The report contained information on sponsored American lectures, among them an Ankara conference in May 1955, hosted by an American institute which was a front for the CIA. It included an address to an audience of invited Turkish military and academics on the subject of disease and warfare by the director of the Tropical Institute of Davos. Speaker: Konrad Viessmann.

Ballard put his fingers to his lips which he tried to disguise as a pensive gesture. He inhaled. I finally understood the reason for his nervous eye movements. It was down to his effort to quit smoking. He admitted that his body was patched together with nicotine pads which did nothing for his craving.

He made a joke: ‘Perhaps the Turks were in the habit of dispatching their political prisoners to Viessmann's tropical diseases clinic.'

Neither of us laughed. The penny dropped, all the way down. We stayed silent a long time, listening to the day wind down.

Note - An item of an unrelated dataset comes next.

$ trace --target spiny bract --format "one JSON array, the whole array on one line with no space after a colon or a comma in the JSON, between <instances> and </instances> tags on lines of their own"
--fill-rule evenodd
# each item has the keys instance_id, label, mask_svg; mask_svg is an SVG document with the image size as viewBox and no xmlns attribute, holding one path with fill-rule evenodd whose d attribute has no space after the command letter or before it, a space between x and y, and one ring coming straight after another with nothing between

I told him to go out and buy cigarettes and a bottle of whisky. I gave him the money, so that his conscience would feel less bad.

Waiting for him to come back, I thought again of Willi's baptism by death in the icy waters of 1945, of Willi's gift for exits.

 

Ballard sucked on his cigarette. His head disappeared in a wreath of smoke. We drank whisky steadily. I told him the CIA was getting old, like everything else. Organisational deceleration occurred at a faster rate than human aging. The CIA was suffering from memory loss. Data corrupted. There were no longer the people to remember. I said: ‘There's nobody left who knows what Viessmann was there for, and you've been ordered to find out.' Ballard studied his cuticles, looking almost coy.

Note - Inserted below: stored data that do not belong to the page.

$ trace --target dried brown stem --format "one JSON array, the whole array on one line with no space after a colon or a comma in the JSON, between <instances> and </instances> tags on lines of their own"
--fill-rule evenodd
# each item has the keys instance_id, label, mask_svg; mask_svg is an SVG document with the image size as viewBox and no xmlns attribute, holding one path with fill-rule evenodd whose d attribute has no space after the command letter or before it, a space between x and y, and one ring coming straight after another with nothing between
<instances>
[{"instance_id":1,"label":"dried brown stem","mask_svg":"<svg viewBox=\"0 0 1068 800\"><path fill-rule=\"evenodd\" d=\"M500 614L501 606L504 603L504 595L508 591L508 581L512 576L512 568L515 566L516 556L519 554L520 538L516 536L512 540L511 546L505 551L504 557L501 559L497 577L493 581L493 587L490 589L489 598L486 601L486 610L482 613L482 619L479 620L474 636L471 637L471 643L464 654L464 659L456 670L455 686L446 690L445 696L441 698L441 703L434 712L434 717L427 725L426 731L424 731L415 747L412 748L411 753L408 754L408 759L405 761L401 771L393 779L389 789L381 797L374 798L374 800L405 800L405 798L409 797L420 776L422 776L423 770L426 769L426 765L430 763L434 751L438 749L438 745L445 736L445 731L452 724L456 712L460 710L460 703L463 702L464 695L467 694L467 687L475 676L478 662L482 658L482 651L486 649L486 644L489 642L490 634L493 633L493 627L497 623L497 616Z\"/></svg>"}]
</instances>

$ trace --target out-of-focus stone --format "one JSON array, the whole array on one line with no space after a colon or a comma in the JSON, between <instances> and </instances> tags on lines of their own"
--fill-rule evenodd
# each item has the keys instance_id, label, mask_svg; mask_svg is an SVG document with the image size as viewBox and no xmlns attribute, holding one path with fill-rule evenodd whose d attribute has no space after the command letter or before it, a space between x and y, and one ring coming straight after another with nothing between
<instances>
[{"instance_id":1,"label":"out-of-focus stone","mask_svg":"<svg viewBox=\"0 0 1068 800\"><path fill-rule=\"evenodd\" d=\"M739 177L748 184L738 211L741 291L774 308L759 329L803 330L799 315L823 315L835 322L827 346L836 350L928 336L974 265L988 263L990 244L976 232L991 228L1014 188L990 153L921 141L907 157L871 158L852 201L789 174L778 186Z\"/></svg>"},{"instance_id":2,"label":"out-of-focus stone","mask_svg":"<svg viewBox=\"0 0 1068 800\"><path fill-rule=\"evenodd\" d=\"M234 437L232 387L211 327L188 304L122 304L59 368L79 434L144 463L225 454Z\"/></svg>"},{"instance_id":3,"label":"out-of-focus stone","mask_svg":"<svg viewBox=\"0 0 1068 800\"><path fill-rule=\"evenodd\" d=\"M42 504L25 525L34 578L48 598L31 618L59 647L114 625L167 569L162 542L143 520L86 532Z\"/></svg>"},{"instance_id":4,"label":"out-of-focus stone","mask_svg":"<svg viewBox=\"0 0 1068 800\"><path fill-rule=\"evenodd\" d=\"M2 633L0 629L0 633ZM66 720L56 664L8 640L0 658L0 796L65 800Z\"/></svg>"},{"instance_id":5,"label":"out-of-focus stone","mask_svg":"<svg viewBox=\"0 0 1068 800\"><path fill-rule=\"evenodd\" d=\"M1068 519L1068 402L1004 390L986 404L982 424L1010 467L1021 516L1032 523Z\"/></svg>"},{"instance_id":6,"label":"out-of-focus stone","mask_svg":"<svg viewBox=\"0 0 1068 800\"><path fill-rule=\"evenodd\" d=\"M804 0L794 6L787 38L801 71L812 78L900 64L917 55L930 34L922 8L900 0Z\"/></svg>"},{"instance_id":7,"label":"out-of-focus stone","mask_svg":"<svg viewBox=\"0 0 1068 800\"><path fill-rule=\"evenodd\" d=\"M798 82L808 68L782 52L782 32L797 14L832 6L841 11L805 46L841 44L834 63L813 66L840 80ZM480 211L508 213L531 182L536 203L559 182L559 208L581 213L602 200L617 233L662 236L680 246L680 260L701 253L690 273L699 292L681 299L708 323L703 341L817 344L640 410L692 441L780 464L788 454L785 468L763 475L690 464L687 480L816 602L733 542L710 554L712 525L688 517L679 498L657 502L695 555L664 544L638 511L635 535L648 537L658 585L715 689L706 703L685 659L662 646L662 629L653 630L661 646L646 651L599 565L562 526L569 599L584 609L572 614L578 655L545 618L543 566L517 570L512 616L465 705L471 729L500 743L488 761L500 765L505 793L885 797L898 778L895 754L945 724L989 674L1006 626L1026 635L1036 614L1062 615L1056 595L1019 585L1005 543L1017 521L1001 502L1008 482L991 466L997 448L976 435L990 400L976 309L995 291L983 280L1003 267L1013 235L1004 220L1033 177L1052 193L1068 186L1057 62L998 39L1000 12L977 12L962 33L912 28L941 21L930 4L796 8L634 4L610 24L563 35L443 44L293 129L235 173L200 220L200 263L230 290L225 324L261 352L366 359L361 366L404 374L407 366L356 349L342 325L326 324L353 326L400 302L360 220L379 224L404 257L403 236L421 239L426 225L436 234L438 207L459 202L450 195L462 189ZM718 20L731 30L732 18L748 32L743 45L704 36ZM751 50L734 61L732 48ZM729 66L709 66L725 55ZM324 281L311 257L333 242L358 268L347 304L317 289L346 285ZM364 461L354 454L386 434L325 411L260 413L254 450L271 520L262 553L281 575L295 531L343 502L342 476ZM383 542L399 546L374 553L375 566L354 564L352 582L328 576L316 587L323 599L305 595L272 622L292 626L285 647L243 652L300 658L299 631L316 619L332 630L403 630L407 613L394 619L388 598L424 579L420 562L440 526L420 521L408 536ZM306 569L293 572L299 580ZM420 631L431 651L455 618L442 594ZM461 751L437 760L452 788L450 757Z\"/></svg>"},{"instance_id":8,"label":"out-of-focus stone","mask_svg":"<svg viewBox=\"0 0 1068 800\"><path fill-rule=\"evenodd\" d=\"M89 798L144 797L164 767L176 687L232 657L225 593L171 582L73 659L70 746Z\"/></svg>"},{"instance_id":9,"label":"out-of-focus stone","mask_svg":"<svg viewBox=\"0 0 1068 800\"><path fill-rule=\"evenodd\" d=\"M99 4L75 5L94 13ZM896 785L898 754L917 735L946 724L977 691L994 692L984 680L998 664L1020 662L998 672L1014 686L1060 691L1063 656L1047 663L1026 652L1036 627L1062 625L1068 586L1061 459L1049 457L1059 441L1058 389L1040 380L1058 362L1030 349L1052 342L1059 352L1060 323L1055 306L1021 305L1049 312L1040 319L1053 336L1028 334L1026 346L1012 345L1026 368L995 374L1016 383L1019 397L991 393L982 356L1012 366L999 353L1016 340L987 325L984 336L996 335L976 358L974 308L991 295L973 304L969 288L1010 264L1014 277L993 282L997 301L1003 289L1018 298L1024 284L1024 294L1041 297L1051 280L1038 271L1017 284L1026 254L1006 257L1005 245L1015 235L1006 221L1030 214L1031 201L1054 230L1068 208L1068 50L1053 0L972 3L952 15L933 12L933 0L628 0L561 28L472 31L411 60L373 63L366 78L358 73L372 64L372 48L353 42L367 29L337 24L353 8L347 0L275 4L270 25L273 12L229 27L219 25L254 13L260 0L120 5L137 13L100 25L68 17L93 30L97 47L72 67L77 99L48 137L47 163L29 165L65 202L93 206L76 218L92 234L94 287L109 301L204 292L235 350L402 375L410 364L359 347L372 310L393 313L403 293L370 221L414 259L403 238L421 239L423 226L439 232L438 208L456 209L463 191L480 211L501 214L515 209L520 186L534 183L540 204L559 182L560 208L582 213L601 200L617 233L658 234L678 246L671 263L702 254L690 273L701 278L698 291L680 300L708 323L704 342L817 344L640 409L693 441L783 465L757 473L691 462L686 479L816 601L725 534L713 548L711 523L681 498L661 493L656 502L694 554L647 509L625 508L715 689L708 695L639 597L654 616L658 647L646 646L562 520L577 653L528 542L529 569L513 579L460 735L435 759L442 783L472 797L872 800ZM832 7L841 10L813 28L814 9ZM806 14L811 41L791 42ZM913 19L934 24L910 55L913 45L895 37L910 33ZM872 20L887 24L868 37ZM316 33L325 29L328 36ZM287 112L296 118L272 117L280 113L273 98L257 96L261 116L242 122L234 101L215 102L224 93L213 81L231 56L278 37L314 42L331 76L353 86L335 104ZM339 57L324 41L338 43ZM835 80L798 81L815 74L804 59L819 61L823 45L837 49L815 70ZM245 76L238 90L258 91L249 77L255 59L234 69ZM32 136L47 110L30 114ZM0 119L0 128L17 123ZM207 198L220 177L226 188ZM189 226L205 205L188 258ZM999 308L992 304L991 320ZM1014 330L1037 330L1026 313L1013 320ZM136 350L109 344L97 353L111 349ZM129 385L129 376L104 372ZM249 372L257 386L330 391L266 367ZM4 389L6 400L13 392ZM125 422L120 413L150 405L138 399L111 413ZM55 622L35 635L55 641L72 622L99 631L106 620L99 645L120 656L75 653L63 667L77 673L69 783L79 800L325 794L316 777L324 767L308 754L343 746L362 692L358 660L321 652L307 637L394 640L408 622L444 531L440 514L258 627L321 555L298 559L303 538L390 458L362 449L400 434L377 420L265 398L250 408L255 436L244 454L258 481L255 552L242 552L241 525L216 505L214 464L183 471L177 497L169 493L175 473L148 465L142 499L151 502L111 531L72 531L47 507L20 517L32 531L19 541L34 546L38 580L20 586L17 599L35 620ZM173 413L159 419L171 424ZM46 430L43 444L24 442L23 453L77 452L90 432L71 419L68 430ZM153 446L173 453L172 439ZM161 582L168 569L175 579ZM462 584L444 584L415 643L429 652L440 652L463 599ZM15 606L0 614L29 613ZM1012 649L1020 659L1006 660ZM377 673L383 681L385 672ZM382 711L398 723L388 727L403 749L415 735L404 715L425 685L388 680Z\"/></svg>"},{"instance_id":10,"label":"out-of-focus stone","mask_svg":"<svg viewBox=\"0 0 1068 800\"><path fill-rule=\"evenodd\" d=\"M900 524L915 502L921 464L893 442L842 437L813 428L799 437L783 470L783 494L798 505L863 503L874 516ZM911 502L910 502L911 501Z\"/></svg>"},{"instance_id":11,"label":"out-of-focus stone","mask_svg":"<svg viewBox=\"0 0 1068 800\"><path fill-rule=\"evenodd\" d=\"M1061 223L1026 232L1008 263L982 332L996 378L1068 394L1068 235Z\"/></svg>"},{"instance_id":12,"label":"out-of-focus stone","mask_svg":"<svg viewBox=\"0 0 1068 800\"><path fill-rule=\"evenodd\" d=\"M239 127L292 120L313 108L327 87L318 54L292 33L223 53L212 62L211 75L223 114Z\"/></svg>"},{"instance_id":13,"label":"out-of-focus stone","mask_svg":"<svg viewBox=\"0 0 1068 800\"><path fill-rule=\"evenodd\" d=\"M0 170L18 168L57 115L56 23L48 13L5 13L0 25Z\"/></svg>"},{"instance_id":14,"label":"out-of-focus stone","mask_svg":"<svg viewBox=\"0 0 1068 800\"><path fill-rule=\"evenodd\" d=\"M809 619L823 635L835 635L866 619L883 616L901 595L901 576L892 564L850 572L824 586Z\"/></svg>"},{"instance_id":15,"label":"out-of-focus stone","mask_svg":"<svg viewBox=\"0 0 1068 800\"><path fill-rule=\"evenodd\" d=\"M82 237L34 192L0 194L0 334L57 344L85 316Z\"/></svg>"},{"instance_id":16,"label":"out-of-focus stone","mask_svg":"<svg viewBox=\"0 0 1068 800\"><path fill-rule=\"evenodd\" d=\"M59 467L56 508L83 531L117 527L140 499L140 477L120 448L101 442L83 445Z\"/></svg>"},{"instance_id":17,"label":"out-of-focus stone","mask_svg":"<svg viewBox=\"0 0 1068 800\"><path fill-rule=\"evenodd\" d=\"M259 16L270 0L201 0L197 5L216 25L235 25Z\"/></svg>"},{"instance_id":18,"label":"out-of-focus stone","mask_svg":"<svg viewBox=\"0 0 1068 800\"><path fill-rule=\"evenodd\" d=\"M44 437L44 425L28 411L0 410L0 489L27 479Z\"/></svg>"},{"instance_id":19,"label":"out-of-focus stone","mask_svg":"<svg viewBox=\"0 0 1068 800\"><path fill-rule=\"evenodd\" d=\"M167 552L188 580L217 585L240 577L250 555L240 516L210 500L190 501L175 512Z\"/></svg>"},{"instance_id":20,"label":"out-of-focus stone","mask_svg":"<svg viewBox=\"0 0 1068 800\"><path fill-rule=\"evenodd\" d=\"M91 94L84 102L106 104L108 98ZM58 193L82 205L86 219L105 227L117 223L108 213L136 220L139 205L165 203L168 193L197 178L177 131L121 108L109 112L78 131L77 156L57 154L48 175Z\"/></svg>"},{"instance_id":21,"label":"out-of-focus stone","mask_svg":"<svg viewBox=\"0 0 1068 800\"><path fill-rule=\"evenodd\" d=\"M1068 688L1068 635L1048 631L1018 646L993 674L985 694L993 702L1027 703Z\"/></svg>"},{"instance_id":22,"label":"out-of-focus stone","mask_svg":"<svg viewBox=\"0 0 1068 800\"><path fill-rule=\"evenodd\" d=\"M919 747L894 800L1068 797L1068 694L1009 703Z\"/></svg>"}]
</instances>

We ran with speculations. Was the Viessmann file missing, deleted, removed, or reallocated? What if? What if institutes and private empires traded in information just as the Medellin cartel did in drugs. Ballard drew comparisons with the old Texas cattle barons, capable through their wealth of running their own fiefdoms. We agreed on the essential lawlessness of the frontier. We agreed on the notion of oil barons as successors to the cattlemen, as men who had developed foreign interests, aided by friends and relatives in government, all of them with deep interests to preserve: the stuff of conspiracy theories.

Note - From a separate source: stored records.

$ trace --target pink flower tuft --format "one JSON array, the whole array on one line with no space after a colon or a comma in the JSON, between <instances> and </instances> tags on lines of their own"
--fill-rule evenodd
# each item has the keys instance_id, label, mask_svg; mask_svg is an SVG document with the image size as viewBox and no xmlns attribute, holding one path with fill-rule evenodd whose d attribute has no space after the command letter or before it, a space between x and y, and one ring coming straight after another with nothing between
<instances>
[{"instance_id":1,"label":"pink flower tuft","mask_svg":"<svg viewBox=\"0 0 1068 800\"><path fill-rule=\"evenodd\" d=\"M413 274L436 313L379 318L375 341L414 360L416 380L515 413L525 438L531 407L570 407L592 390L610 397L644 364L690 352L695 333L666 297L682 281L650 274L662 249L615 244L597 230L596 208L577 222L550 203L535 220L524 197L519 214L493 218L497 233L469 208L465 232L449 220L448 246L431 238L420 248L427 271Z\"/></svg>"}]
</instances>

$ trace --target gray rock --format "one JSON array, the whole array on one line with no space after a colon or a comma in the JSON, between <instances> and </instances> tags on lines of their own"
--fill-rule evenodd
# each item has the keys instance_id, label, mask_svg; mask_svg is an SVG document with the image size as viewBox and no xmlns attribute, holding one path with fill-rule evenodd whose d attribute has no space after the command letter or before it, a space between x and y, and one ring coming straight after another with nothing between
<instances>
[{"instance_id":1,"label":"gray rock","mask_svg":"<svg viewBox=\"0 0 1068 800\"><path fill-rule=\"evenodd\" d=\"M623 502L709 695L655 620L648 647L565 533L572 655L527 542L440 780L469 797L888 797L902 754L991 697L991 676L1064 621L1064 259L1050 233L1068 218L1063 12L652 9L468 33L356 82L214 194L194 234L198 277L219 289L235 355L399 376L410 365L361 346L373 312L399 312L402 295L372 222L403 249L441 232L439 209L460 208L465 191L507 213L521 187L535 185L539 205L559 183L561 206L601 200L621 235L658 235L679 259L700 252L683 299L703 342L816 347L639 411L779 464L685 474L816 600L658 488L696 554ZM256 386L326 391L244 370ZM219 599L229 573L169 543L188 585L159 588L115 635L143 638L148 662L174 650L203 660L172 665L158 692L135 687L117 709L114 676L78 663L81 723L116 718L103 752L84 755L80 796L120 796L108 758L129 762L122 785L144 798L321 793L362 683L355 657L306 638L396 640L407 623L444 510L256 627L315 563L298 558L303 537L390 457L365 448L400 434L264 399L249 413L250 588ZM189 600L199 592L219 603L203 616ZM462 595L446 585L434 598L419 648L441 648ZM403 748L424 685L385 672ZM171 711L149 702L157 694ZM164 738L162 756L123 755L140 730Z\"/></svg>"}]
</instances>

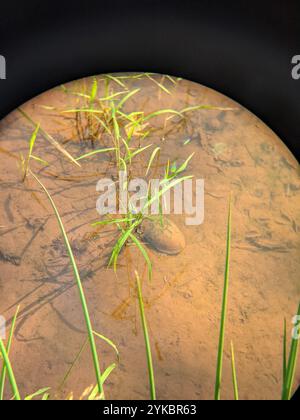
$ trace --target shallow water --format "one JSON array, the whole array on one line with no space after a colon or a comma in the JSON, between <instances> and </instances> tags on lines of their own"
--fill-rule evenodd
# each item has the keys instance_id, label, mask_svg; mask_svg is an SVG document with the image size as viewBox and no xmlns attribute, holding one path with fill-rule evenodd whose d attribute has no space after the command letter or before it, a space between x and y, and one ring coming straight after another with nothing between
<instances>
[{"instance_id":1,"label":"shallow water","mask_svg":"<svg viewBox=\"0 0 300 420\"><path fill-rule=\"evenodd\" d=\"M151 176L162 176L168 159L194 158L186 174L205 180L205 221L186 226L183 216L170 219L187 245L177 256L148 249L153 280L147 281L139 251L126 247L117 275L107 262L118 232L93 228L99 220L96 184L116 175L113 155L97 155L70 163L39 136L35 155L49 167L32 169L49 189L63 217L86 291L94 328L112 339L121 363L106 384L108 398L145 399L149 395L147 365L135 292L134 270L144 273L144 295L159 399L213 397L219 319L225 263L229 194L233 196L233 238L229 314L224 361L223 398L233 397L230 341L236 349L240 396L276 399L281 395L283 320L295 315L300 296L300 179L298 163L276 135L253 114L206 87L187 81L174 85L155 77L171 94L147 77L128 79L140 88L126 112L146 114L163 108L181 110L208 104L232 111L190 112L184 123L166 115L151 121L152 132L135 144L160 146L162 153ZM79 91L91 80L68 85ZM122 90L111 82L114 92ZM99 94L104 95L103 92ZM66 147L72 156L92 150L80 141L74 114L81 99L54 89L22 108ZM94 383L86 349L68 380L86 333L69 260L53 212L32 178L23 184L19 154L28 151L33 131L17 111L0 124L0 314L7 319L21 305L12 362L23 394L50 386L52 397L78 398ZM187 140L190 140L187 143ZM102 136L95 147L110 146ZM134 159L142 176L153 149ZM101 364L113 351L99 342ZM298 371L297 383L300 383Z\"/></svg>"}]
</instances>

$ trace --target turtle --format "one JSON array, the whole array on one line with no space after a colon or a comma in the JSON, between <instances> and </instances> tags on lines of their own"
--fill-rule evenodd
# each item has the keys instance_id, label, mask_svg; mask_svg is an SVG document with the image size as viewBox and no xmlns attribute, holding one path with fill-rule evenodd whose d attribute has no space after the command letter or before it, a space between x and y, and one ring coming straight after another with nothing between
<instances>
[{"instance_id":1,"label":"turtle","mask_svg":"<svg viewBox=\"0 0 300 420\"><path fill-rule=\"evenodd\" d=\"M186 246L181 230L170 219L147 218L143 220L139 235L145 244L166 255L178 255Z\"/></svg>"}]
</instances>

We disagreed when Ballard argued that conspiracy theories always fell down because the last link couldn't be proved or made. I told him it didn't work like that. Conspiracies weren't linear and parallel, they worked in clusters, in successions of cause and effect. There was no mastermind. Dulles, for all his influence and big ways, was working a narrow channel. Big subjects—oil and money—narrow application; all Dulles's moves could be read as oil or money.

We agreed again. A secret organisation like the CIA fractured and its secrets extended to its own internal workings. Few, if any, knew or saw the whole picture. Operations got lost or superseded or hung out to dry. The ones funded by nonexistent, nonprovable budgets could go into twilight in perpetuity, like those Japanese soldiers who stayed on in the jungle years after the war was over.

Ballard looped back to conspiracy, saying that in real life there was no such thing as tying up all the loose ends. He said: ‘Even if you know all the moves in the JFK shooting down to the last calibration, it's still not enough.' I agreed. The truth is usually disappointing. Ballard asked about Dulles. I told him that Dulles was a combination of the carpet-bagging spirit of the Wild West and an East Coast education, a perfect fusion of lawlessness and the law, with a career devoted to breaking the rules and providing the necessary paperwork to prove that you hadn't.

We moved ahead, swimming in waters blacker than Chappaquiddick. We ended up speaking in whispers, the whisky oiling leaky brains. We asked ourselves if Viessmann was still covered by some ancient CIA umbrella and whether he was running a legacy of Dulles's wartime operations, which had blurred and mutated into a descendant of the Nazi genocide programme with the same overlap of business and government interests.

There. We have said it. Ballard has nodded out. I have scared myself too much. The room is dark apart from a desk lamp. Heavy drapes, which I don't remember drawing, extend to the floor. I have no impression of a world outside this room and what we have been talking about.